Steps to Reproduce Results

The code for this project is written primarily using Python3 and TensorFlow. To reproduce results, complete the following steps:

Setup:

  1. Python 3 Setup
  2. Run pip3 install -r requirements.txt from the root directory in this file to install necessary python packages.
  3. Run python3 train_mnist.py in order to train a new mnist model. (This only needs to be run once)

Fast Gradient Sign Method

  1. Run python3 ./experiments/iterative_fgsm.py. This file will generate adversarial examples for 10 random images of 2s and save results under at ./results/iterative_fgsm

These results are shown here:

References and Suggested Readings

Ian J. Goodfellow, Jonathon Shlens: “Explaining and Harnessing Adversarial Examples”, 2014; arXiv:1412.6572.

Anh Nguyen, Jason Yosinski: “Deep Neural Networks are Easily Fooled: High Confidence Predictions for Unrecognizable Images”, 2014; arXiv:1412.1897.

Alexey Kurakin, Ian Goodfellow: “Adversarial Machine Learning at Scale”, 2016; arXiv:1611.01236.

Nicholas Carlini: “Towards Evaluating the Robustness of Neural Networks”, 2016; arXiv:1608.04644.

Andrew Ilyas, Logan Engstrom, Anish Athalye: “Black-box Adversarial Attacks with Limited Queries and Information”, 2018; arXiv:1804.08598.

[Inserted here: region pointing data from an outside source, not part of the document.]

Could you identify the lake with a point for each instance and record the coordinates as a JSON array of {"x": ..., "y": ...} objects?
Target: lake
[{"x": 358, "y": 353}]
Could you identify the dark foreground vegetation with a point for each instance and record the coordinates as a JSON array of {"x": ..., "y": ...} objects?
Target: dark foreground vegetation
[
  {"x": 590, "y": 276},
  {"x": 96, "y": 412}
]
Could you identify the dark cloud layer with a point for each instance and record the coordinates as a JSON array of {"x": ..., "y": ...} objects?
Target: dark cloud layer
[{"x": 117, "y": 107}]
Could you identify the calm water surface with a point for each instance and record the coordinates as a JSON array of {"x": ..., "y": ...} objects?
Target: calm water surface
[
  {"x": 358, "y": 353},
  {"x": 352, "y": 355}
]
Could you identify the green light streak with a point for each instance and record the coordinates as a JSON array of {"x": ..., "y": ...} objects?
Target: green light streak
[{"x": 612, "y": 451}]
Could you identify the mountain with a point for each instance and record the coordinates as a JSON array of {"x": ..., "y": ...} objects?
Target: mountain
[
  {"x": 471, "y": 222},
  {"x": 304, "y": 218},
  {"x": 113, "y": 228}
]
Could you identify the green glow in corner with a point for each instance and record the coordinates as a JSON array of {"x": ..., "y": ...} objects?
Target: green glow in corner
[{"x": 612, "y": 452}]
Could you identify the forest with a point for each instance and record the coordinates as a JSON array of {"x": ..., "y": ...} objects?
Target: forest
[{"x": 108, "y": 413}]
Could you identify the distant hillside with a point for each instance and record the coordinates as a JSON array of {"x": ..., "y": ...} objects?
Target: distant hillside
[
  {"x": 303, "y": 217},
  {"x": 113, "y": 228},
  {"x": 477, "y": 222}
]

Anish Athalye, Nicholas Carlini: “Obfuscated Gradients Give a False Sense of Security: Circumventing Defenses to Adversarial Examples”, 2018; arXiv:1802.00420.

Chaowei Xiao, Bo Li, Jun-Yan Zhu, Warren He, Mingyan Liu: “Generating Adversarial Examples with Adversarial Networks”, 2018; arXiv:1801.02610.

Gamaleldin F. Elsayed, Ian Goodfellow: “Adversarial Reprogramming of Neural Networks”, 2018; arXiv:1806.11146.